Mix a senior chemical engineering student with some solid undergraduate research experience, good grades, and a passion for what she does, and you may not get a chemical reaction, but you will get a great candidate for a competitive internship program.
Kelly Fitzgerald has been selected as one of approximately 30 students in the U.S. to participate in the Pacific Northwest National Laboratory (PNNL)’s National Security Internship Program this summer.
PNNL, located in Richland, WA, is one of the Department of Energy’s ten national laboratories. The internship program provides the opportunity for students to participate in national security-related science.
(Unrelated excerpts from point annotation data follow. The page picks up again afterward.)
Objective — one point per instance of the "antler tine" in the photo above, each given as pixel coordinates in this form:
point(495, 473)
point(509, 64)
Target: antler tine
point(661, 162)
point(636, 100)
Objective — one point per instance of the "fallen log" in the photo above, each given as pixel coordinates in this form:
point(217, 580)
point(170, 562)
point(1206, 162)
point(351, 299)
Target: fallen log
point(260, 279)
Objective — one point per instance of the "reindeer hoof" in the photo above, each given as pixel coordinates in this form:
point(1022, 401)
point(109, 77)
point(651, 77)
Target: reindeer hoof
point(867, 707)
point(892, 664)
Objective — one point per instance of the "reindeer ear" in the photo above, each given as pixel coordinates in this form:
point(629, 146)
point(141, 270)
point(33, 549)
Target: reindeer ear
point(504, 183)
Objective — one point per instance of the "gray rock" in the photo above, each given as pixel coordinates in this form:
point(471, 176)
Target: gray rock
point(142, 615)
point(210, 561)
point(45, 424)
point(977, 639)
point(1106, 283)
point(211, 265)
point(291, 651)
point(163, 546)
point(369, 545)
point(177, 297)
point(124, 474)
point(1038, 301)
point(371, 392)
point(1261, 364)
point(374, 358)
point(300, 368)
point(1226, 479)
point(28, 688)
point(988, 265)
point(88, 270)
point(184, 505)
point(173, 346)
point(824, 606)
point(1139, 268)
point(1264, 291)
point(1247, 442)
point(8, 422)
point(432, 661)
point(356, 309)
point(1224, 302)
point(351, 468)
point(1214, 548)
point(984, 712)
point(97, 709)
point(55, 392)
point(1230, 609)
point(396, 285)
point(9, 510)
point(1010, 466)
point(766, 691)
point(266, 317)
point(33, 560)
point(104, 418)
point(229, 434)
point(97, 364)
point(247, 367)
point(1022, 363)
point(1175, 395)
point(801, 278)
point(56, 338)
Fitzgerald will spend the summer working in the radio chemistry department, where she is expecting to work in computer modeling and electro-chemistry.
Fitzgerald learned about the internship from her chemistry professor, Sue Clark, and applied.
The two major benefits of the program are the possibility for tuition reimbursement and a great networking experience, she said.
Fitzgerald has been active in undergraduate research since her sophomore year, working in the lab with Clark, as well as with graduate and post-doctoral students.
“This really helped me get the internship because it gave me a lot of experience in a lab,” she said.
Fitzgerald hasn’t always been interested in chemical engineering, but her classes at WSU led her to her current career choice.
“My dad is a nuclear engineer, so I knew about engineering as an option early on,” she said. “I started out in bioengineering, but after taking two courses in chemical engineering, I realized I was much more interested in that.”
After completing her internship and her undergraduate studies, Fitzgerald is considering graduate school, possibly at WSU.
“I think I have the resources here where I could really excel in the program,” she said.
Although a little nervous about surviving the heat in the Tri-Cities all summer long, Fitzgerald said she is extremely excited for the internship.
“I’m excited to finally be in a work environment instead of just in the student role,” she said. “I can’t wait to do the work I’ve chosen as the career for the rest of my life.”